The broken system of this story.

Now the next few steps where nobrainers to me, i just did this without questioning why. First i got in there with my gloved fingers and touched every reachable part to make sure that there is no further blockage, that every part that should move was movable and that any part that should not move was fixed. This took one to two minutes. And i was confident to proceed to the next check. Second i manually filled the washing machine with a suitable amount of water from the tap, closed it and told the machine to pump. Afterwards i checked that the water was gone. I did this twice to be sure that the observed result was not a side effect of me emptying all the pipes before. This little test took around five minutes and was successful. So i had confidence to proceed to the final test, the real thing. I put some cloth in the machine - even some renegade socks - and i let it run a whole washing procedure. This took a little bit more than an hour and the result was satisfying.

I guess a professional technician would have done some things differently, but she would probably have followed a similar approach to verify that everything is in order or detect that there are still faults in the system.

The analogy

What i did there was testing on the three commonly cited levels.

  • Unit testing: Test the small parts individually. In this case the parts of the pump that should move, the parts that should not and the adjacent pipes.
  • Integration testing: Test that the small parts work together correctly to provide a system functionality. In the case of the washing machine, that water from the inside of the machine gets pumped to the sink.
  • System testing: Test that the complete system works together to provide a use case. In the case of the washing machine, that cloth after the washing are clean, stink-free and not completely wet.

And every level helped me to build confidence that the product / machine will work as expected. Of course i could have also jumped directly to the system test, but what information would i get from a failing system test? Only that something is wrong. I would have to start all over again, checking the pump again and any other part of the system that might be involved. On the other hand, if the system test fails after the previous steps, i am sure that another part of the system is also broken, but i would not go into the pump again, to search for fixes. So the lesson here is: Get feedback on your changes to the system at the smallest detail level possible first and then progress to the next higher detail level.

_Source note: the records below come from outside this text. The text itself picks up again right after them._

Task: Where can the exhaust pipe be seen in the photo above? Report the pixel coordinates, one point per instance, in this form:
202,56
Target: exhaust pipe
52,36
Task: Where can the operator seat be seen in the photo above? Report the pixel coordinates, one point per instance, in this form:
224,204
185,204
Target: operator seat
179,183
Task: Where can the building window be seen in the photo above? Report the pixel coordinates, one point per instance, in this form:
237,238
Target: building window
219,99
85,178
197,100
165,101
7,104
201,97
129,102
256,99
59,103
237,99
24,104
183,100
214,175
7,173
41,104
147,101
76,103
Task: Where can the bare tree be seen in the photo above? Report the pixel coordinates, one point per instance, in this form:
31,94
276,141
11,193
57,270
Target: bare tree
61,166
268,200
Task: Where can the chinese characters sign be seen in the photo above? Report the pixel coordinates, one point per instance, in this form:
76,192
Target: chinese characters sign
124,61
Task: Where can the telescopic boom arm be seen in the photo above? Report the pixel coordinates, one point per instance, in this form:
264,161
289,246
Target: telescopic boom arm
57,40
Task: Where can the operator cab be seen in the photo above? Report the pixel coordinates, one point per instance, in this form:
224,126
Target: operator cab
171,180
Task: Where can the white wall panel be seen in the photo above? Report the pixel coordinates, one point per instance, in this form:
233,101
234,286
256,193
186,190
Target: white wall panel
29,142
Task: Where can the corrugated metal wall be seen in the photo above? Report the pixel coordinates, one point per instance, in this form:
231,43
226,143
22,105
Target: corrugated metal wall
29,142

I also get feedback much faster. A system test takes more than a hour in this scenario, while the previous test steps are done within just a few minutes. If one of the earlier tests fails, i can immediately act on this failure and build suitable fixes. If i only run the big system test, i get my feedback after an hour and could then start reacting to that failure. So the obvious lesson here is: Get your feedback as early as possible.

The two lessons from above are actually common sense and should be followed in every software system.

Conclusion

As i have written: The steps of verification kinda were obvious to me at the moment when i had to do them. Unit test, integration test and system test. However there was a time when i did not think that way and those were the dark unprofessional times of my career. Many many new developers and even some senior developers are also at this stage. Having a story like this at hand, that shows how to debug a system that is unfamiliar to you with the help of the right mindset, can facilitate a deeper understanding of testing. This analogy has of course some shortcomings - as is the fate of every other analogy - when applied to the big picture of testing (like manual testing after fixing the problem), but it is still a pretty good relatable starting point. Therefore i like to tell this story and will keep it at hand when i am introducing automatic software testing to novice of the craft, with the hope that someday this mindset will become their second nature.